Marley blew into my hair. I prayed he was just smelling me, and not using my head as a convenient handkerchief.
“Oh, yes, now I feel it. What is it?”
“Feels like the start of a hematoma on his flexor muscle.” I gently pushed Marley’s muzzle away and stood up, wiping my hands on my skirt. “Who’s the vet around here? You should have him look at Marley’s leg before he runs a course again.”
Fenice looked up from where she was still squatting, her face white with tension. “The vet? Is the injury serious, then?”
“No, not really. It’s just a small swelling, but it needs to be opened and cleaned up before it gets worse. I could almost swear. . . .” I bit my lip, trying to figure out how Marley could hurt himself in that particular spot.
“What could you swear?”
I ran my hand down his leg again, weighing my words. “Look, do you see? Here—it looks almost like he’s had a cut there.”
She bent over to look at what seemed like far too straight a laceration to be natural. “It does look like he’s cut himself.”

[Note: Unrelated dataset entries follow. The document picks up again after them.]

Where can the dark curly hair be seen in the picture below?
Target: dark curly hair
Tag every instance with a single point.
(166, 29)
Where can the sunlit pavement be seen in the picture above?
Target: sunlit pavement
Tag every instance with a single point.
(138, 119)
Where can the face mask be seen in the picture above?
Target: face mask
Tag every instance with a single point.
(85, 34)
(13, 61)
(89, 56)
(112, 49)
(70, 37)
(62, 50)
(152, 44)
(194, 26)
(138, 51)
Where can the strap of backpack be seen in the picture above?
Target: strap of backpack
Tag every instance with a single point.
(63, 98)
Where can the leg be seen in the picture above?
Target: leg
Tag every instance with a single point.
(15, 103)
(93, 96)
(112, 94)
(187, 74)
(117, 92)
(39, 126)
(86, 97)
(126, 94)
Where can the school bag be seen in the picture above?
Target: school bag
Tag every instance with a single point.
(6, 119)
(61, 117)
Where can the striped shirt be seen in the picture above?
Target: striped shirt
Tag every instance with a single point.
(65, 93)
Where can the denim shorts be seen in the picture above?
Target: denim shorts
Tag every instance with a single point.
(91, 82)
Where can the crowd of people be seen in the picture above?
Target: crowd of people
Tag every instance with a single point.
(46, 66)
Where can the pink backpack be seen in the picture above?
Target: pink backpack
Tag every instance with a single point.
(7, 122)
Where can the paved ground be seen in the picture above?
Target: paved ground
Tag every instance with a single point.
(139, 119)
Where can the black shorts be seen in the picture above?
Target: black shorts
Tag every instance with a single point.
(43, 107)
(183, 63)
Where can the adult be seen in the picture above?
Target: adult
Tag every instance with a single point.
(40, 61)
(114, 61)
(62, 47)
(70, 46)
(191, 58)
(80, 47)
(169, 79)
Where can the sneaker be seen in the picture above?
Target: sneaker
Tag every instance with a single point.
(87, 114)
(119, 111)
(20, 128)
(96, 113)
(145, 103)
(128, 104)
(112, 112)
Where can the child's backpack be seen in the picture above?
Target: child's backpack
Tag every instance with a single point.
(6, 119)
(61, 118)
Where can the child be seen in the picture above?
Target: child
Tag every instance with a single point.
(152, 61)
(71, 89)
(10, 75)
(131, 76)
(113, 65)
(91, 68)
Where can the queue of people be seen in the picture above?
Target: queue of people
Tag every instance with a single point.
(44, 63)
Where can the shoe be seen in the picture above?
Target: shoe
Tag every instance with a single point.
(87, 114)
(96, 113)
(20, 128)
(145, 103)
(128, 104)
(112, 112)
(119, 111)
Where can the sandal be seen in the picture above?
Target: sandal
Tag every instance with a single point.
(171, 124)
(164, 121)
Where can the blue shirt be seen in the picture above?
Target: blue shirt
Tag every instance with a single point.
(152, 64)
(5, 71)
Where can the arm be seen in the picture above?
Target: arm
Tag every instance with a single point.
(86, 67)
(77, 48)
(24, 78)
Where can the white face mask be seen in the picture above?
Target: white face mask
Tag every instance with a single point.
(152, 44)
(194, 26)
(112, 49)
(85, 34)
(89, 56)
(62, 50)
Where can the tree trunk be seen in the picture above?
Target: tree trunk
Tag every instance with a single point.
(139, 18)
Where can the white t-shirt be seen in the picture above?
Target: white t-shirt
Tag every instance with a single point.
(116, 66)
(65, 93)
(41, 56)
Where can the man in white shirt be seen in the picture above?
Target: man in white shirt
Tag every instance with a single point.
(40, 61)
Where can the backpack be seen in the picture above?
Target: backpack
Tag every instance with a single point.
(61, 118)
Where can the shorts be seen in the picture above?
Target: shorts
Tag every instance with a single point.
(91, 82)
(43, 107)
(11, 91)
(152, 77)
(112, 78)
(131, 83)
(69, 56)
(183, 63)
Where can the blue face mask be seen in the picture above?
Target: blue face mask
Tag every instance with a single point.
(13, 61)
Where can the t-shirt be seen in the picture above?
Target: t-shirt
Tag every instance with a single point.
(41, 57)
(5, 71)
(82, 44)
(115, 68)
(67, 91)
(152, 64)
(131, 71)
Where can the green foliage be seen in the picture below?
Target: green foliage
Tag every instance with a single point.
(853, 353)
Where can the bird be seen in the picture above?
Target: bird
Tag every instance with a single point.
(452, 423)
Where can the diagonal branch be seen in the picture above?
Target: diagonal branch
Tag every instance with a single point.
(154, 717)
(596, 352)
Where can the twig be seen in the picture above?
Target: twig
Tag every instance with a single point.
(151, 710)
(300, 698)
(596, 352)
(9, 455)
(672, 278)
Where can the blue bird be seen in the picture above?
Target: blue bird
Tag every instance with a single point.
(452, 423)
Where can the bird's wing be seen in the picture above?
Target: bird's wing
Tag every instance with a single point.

I shook my head. “No, that would be more jagged; this looks like a straight slice, almost like . . .” I hated to say it. In the face of Bos’s terrible accident, the last thing I needed to do was to start paranoia running through the Three Dog Knights.
“What?”
On the other hand, if it was what I suspected, then the horses had to be protected. I made my mind up quickly. “It looks like someone took a scalpel and deliberately nicked him in a spot where a hematoma was almost certain to occur.”
Fenice gasped, her eyes huge in the shadows of the stall. “My God!”
“I could be wrong, but it’s something to point out to the vet.”
She stood up slowly, her eyes on Marley, but I had a feeling she wasn’t really looking at him. “If we call the vet over and he sees an injury, he’ll disqualify Marley.”